Nunney [13] has analysed the relationships between cancer mortality rate and body mass and lifespan across dog breeds and concludes that the variation of cancer mortality rate is explained by a multi-stage model of carcinogenesis with four driver mutations. However, Nunney argues that there is no selection for increased cancer suppression in large breeds since selective breeding occurs at young ages but most cancer mortality occurs at old ages. Selective breeding tends to occur before age 7 yr [56], the mean lifespan of some Giant breeds (Figure 2A), but there is substantial cancer mortality at these young ages. Cancer mortality rate averaged across 82 breeds, each with $\ge$ 100 individuals sampled, increases linearly from 0.12 to 0.39 over the ages 2-7 yr, and peaks at 0.41 at 10 yr Figure 3 in [2]. Therefore, at age 6 yr, the average cancer mortality rate is 0.34, 83% of the peak rate. Since these estimates are averages over a variety of breeds, Giant breeds may be assumed to have even higher rates. In addition, although cancer mortality increases with age, the proportion of a birth cohort alive diminishes with age and thus deaths at younger ages impose stronger natural selection because younger individuals have more of their expected reproduction ahead of them [63,64]. Therefore, cancer mortality should impose significant selection on cancer suppression before age 7 yr in dogs.

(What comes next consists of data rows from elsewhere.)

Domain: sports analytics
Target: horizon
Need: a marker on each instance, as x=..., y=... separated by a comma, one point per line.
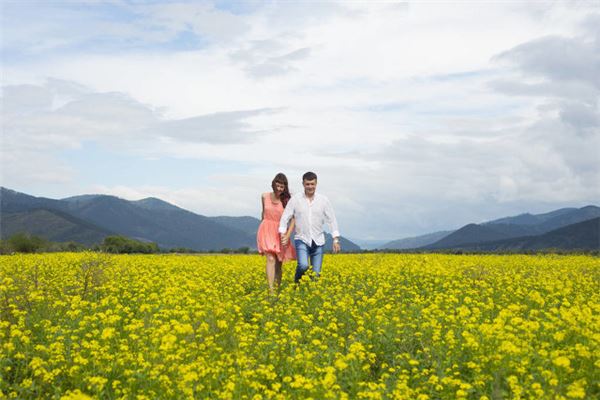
x=416, y=117
x=365, y=244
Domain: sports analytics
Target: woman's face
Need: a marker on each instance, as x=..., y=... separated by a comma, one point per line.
x=279, y=188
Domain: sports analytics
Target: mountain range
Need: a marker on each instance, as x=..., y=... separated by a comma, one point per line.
x=566, y=228
x=88, y=219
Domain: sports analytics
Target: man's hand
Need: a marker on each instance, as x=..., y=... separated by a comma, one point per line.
x=336, y=246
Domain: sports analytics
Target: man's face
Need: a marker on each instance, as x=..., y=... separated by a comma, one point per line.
x=310, y=187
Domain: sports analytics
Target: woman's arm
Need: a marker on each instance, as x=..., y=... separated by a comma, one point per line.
x=291, y=228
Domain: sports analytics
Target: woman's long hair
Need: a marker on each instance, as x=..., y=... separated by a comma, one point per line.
x=285, y=195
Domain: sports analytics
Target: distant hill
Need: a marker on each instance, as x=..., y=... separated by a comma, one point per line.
x=89, y=218
x=53, y=225
x=416, y=241
x=250, y=225
x=515, y=227
x=147, y=220
x=579, y=236
x=531, y=219
x=468, y=234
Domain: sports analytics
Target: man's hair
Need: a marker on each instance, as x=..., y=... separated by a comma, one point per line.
x=309, y=176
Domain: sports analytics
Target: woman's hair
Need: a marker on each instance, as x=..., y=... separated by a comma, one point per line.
x=285, y=195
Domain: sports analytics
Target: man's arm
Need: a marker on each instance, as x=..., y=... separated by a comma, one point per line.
x=332, y=221
x=288, y=213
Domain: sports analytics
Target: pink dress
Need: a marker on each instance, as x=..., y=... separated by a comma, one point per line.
x=267, y=237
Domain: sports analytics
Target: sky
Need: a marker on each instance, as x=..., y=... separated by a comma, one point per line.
x=416, y=116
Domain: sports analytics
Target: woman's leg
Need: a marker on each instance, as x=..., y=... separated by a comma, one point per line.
x=271, y=260
x=278, y=273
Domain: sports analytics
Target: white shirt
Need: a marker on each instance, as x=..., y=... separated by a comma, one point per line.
x=310, y=216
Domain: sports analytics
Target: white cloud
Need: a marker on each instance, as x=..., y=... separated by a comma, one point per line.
x=416, y=116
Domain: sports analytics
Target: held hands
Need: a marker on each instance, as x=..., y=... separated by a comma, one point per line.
x=336, y=246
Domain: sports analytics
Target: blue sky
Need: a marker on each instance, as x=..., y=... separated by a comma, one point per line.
x=417, y=116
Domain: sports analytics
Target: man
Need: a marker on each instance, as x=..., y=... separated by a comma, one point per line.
x=310, y=211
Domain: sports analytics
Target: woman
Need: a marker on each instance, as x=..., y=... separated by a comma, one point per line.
x=267, y=239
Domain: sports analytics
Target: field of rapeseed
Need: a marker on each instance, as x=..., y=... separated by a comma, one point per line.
x=374, y=326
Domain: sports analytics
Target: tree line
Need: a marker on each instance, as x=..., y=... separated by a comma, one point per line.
x=117, y=244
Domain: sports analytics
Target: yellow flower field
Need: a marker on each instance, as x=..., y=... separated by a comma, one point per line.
x=373, y=327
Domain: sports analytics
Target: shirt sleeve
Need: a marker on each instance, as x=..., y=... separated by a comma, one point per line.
x=288, y=213
x=331, y=220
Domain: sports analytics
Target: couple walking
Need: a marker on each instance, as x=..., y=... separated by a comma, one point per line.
x=305, y=213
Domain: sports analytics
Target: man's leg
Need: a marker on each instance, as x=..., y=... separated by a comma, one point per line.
x=316, y=258
x=302, y=258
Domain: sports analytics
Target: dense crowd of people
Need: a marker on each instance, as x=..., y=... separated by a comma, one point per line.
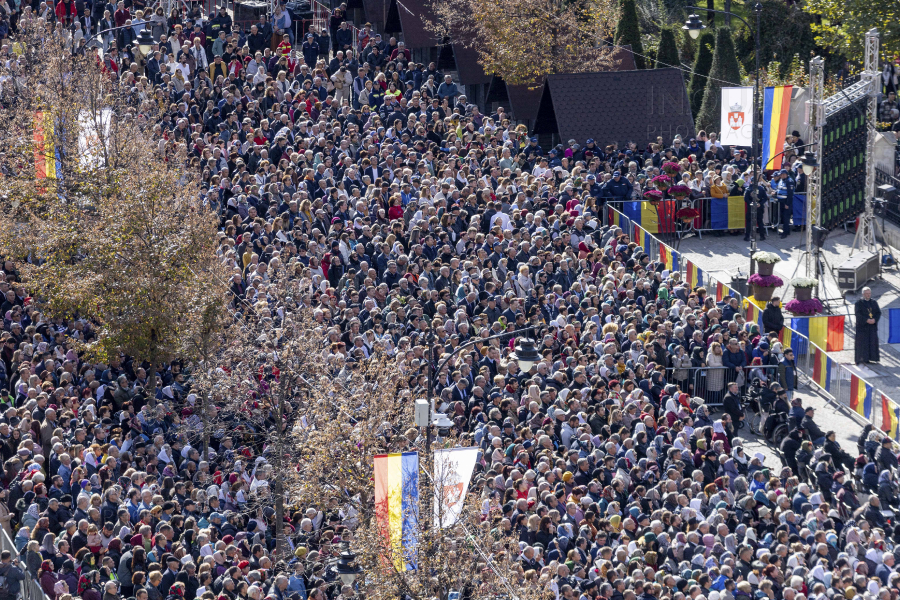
x=618, y=461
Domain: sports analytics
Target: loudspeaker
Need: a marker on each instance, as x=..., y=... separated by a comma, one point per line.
x=819, y=235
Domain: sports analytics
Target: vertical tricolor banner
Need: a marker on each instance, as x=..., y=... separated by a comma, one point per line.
x=46, y=158
x=776, y=106
x=825, y=332
x=860, y=397
x=640, y=238
x=453, y=468
x=693, y=275
x=397, y=505
x=821, y=369
x=890, y=417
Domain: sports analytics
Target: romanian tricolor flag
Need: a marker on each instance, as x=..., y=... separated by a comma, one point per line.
x=754, y=314
x=860, y=397
x=890, y=417
x=614, y=216
x=776, y=106
x=668, y=257
x=693, y=275
x=790, y=339
x=821, y=369
x=824, y=332
x=889, y=326
x=640, y=237
x=46, y=155
x=648, y=216
x=727, y=213
x=396, y=505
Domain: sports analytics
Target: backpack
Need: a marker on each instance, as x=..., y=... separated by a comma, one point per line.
x=4, y=582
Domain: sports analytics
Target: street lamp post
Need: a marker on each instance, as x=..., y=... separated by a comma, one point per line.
x=694, y=26
x=525, y=354
x=144, y=39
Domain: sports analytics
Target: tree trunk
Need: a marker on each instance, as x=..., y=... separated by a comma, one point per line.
x=151, y=386
x=205, y=418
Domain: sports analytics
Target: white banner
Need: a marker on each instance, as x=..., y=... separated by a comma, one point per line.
x=90, y=138
x=736, y=128
x=452, y=471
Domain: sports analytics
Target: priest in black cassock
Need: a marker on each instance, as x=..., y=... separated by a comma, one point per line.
x=867, y=315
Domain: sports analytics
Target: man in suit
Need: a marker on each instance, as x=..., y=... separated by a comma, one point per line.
x=459, y=393
x=374, y=171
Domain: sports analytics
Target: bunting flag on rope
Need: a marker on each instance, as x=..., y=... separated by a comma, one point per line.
x=668, y=257
x=776, y=106
x=396, y=504
x=889, y=326
x=890, y=417
x=693, y=274
x=822, y=369
x=794, y=341
x=645, y=215
x=723, y=291
x=860, y=397
x=46, y=155
x=824, y=332
x=726, y=213
x=615, y=217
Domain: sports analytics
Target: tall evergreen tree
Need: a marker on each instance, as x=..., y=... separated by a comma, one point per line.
x=725, y=72
x=667, y=52
x=628, y=32
x=702, y=64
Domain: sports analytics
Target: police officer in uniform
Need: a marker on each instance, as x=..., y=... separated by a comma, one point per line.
x=784, y=193
x=761, y=200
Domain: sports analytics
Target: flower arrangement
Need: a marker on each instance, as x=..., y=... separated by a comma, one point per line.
x=653, y=196
x=804, y=308
x=770, y=258
x=679, y=191
x=687, y=214
x=671, y=168
x=771, y=281
x=662, y=181
x=804, y=282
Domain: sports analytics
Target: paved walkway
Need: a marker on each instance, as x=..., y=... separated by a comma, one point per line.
x=726, y=256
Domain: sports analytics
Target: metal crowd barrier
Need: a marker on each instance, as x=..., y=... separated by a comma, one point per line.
x=31, y=589
x=711, y=383
x=813, y=366
x=771, y=217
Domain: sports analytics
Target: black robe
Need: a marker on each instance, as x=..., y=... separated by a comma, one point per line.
x=866, y=334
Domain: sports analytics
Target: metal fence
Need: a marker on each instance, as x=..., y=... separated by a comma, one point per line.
x=711, y=383
x=705, y=223
x=31, y=589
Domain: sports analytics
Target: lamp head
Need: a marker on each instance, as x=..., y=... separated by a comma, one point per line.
x=145, y=42
x=809, y=163
x=694, y=26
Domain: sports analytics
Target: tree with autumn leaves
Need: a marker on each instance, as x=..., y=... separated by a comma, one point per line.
x=524, y=41
x=102, y=218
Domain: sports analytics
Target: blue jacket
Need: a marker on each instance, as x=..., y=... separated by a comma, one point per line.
x=786, y=371
x=618, y=190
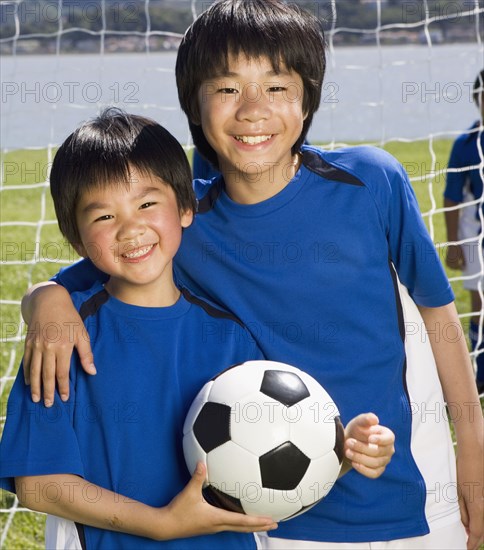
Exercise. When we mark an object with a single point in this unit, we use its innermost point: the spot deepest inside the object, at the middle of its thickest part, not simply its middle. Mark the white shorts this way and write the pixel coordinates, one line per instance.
(450, 537)
(469, 228)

This was investigated by compiling life tables for breed size classes using available data on probabilities of surviving from birth to age $x$ ($l_x$) [65] and mean age-specific litter sizes [56]. Age-specific fecundity rate ($m_x$) was calculated from litter sizes assuming that 82.2% of females produce only one litter per year, 17.1% produce two litters, and 0.66% produce three litters [56]. From these data, fitness, measured as expected (mean) lifetime reproductive success, is calculated as $LRS={\sum }_{x=0}^{\infty }{l}_x{m}_x$. Considering only reproduction spanning ages 2 to 6 (assuming $m_x=0$ at all other ages), the age range of consistent selective breeding [56], $LRS$ for the Giant breed size class (> 45 kg) is 36.81 (Table 1). Then, if the mortality rate of a Giant breed could be reduced through increased cancer suppression or reduced cancer susceptibility to that of a Large breed (25-45 kg), increasing its life expectance at birth from 10.6 to 12.5 years [65] and decreasing its early-age litter sizes from ~7.5 to ~7.0 [56], a Giant breed would increase its $LRS$ by 2.84 offspring (Table 1). This gives a selection coefficient of $s=2.84/36.81=0.08$, indicating moderately strong selection. With a breed effective population size of $N_e=100$ [66], greater cancer suppression would be selectively favoured because $s>\left[1/\left(2N_e\right)=0.005\right]$ [67].

).

The longer lifespans and smaller litters of ancient breeds compared to modern breeds of the same size are consistent with the prediction that ancient breeds have evolved cancer suppression closer to their optima than have modern breeds. The limited data on cancer mortality rate available for ancient breeds supports this conclusion in that cancer mortality rate increases with weight for modern breeds but not for ancient breeds. Thus, the expectation that larger breeds are more susceptible to cancer mortality because of a greater number of stem cell divisions is supported. This increased risk of cancer mortality may then select for increased cancer suppression, depending on the age distribution of risk and the fitness cost of suppression. Analysis of lifetable data for Giant breeds shows that selection for increased cancer suppression or reduced cancer susceptibility at a cost of reduced reproduction is plausible. Therefore, considering that cancer is the only cause of death that increases with breed size [1,2], it appears that the decrease in lifespan with breed size is explained by increased susceptibility to cancer and a lag in the evolution of increased cancer suppression.